Lo scorso 11 aprile, in piena crisi, la Westinghouse e l’ucraina Energoatom (società di Stato che fornisce l’energia elettrica al paese) hanno firmato un accordo che prevede di estendere fino al 2020 (in prospettiva per tutte le 15 centrali nucleari esistenti) la fornitura di combustibile nucleare da parte della società americana, invece che dalla russa Tvel-Rosatom (progettista degli impianti).

La questione, al di là delle conseguenze politico-commerciali che implica questo capovolgimento di fronte, avrà delle ripercussioni sul funzionamento dei reattori ucraini (tutti Vver, la variante russa dei reattori ad acqua in pressione) perché il combustibile fabbricato nello stabilimento Westinghouse di Vasteras (Svezia) potrebbe non avere le stesse prestazioni (in termini di sicurezza) di quello fabbricato in Russia. Le differenze sostanziali riguardano sia la configurazione delle pastiglie di uranio (quelle russe di ultima generazione hanno un foro centrale), sia la composizione della lega metallica con cui è fabbricata la guaina che le contiene. Non a caso la società elettrica Cez (repubblica Ceca) dopo aver testato una decina di anni fa il combustibile Westhinghouse nel reattore di Temellin, è tornata ad approvvigionarsi da Tvel.

Su un altro versante c’è da registrare la scalata della General Electric alla francese Alstom, operazione che minaccia il futuro dell’industria nucleare francese e, conseguentemente, dell’intera economia del paese, data la rilevanza assegnata a questo settore da tutti i governi succedutesi in Francia dal dopoguerra ad oggi. Infatti con questa acquisizione la Ge elimina un concorrente diretto nel settore elettromeccanico dell’energia, ma pone anche un’ipoteca sul futuro di Areva (progettista-costruttore dei reattori francesi) in quanto gli sottrae il maggior partner tecnico-industriale (Alstom) a cui Areva affidava la realizzazione di tutta la parte convenzionale delle centrali nucleari.

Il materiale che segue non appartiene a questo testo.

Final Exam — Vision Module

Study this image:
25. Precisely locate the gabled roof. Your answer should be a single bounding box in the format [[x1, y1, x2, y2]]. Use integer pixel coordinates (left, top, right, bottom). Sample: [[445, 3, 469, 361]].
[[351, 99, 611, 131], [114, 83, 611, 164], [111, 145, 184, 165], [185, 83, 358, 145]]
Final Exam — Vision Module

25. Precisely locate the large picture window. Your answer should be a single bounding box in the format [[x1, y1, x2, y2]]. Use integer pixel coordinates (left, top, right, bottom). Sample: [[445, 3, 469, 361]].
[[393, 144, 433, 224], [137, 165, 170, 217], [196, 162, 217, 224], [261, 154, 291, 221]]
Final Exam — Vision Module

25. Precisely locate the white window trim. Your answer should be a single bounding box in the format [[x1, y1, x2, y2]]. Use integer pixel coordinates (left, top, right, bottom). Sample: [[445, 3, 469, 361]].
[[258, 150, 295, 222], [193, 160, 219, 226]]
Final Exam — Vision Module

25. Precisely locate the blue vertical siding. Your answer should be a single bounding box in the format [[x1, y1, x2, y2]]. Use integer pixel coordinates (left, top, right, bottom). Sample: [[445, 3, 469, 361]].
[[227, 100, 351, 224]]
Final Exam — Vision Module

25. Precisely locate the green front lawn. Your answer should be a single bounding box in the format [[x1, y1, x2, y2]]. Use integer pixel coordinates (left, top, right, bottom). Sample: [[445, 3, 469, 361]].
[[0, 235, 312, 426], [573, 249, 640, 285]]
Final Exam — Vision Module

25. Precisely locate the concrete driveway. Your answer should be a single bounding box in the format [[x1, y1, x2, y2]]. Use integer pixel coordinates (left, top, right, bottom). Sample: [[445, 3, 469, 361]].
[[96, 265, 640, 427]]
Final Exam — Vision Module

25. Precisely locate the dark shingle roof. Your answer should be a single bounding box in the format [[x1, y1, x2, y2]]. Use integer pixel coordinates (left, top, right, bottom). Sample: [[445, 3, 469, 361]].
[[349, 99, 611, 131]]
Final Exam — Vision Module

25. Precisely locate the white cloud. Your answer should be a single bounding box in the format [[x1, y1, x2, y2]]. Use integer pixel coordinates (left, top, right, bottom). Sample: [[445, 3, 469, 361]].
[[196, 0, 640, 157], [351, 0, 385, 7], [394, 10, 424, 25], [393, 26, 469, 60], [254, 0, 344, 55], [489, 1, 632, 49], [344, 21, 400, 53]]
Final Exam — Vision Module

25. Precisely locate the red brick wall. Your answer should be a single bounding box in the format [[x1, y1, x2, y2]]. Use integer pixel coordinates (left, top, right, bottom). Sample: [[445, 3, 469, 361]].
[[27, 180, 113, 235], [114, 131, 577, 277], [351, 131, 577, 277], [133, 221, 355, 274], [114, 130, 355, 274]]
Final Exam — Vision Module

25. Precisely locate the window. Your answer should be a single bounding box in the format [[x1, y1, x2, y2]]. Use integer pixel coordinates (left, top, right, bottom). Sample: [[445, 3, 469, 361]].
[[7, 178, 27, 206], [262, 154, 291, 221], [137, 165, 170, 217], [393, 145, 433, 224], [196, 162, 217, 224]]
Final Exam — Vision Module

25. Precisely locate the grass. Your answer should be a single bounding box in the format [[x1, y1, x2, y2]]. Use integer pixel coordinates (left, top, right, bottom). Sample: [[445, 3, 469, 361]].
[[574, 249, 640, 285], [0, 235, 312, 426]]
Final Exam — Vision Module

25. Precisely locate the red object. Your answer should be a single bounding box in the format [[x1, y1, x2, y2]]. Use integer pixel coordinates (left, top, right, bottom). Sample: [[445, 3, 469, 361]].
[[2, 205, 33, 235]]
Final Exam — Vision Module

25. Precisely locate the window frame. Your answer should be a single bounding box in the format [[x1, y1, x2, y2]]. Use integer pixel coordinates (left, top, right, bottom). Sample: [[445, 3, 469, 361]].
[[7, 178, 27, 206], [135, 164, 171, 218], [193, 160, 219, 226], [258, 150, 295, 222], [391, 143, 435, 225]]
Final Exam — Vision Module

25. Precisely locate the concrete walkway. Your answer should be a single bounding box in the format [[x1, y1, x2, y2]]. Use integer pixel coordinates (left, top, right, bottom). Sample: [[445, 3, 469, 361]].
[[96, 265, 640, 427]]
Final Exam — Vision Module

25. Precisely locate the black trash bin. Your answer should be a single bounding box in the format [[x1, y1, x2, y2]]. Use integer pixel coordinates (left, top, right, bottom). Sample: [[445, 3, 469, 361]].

Gli effetti destabilizzanti della situazione in Ucraina stanno avendo le prime ripercussioni anche sull’assetto energetico europeo a vantaggio delle multinazionali Usa ed è difficile prevedere quale paese europeo ne uscirà indenne. Certamente non la Francia, ingessata nella «monocultura» nucleare che sconta per di più le mancate alleanze con partner strategici (la Siemens è uscita dal progetto Epr), cosa che invece hanno fatto Westinghouse e Ge alleandosi rispettivamente con Toshiba e Hitachi. In questo contesto è quasi scontato che Hollande approvi il prolungamento della vita operativa a 50-60 anni dei reattori francesi, 27 dei quali sono in funzione da 30 anni, come richiesto da Edf.

Ciò avrà rischi incalcolabili per la sicurezza della popolazione dato che gli stress test eseguiti dopo Fukushima non sono altro che simulazioni probabilistiche che non possono valutare appieno l’effetto complessivo dell’invecchiamento degli impianti e dell’irraggiamento sui materiali. Ce n’è di materia di cui occuparsi per i movimenti antagonisti e per chi, candidandosi al parlamento europeo, voglia rimettere in discussione il ruolo dell’Europa e della sua inesistente politica energetica.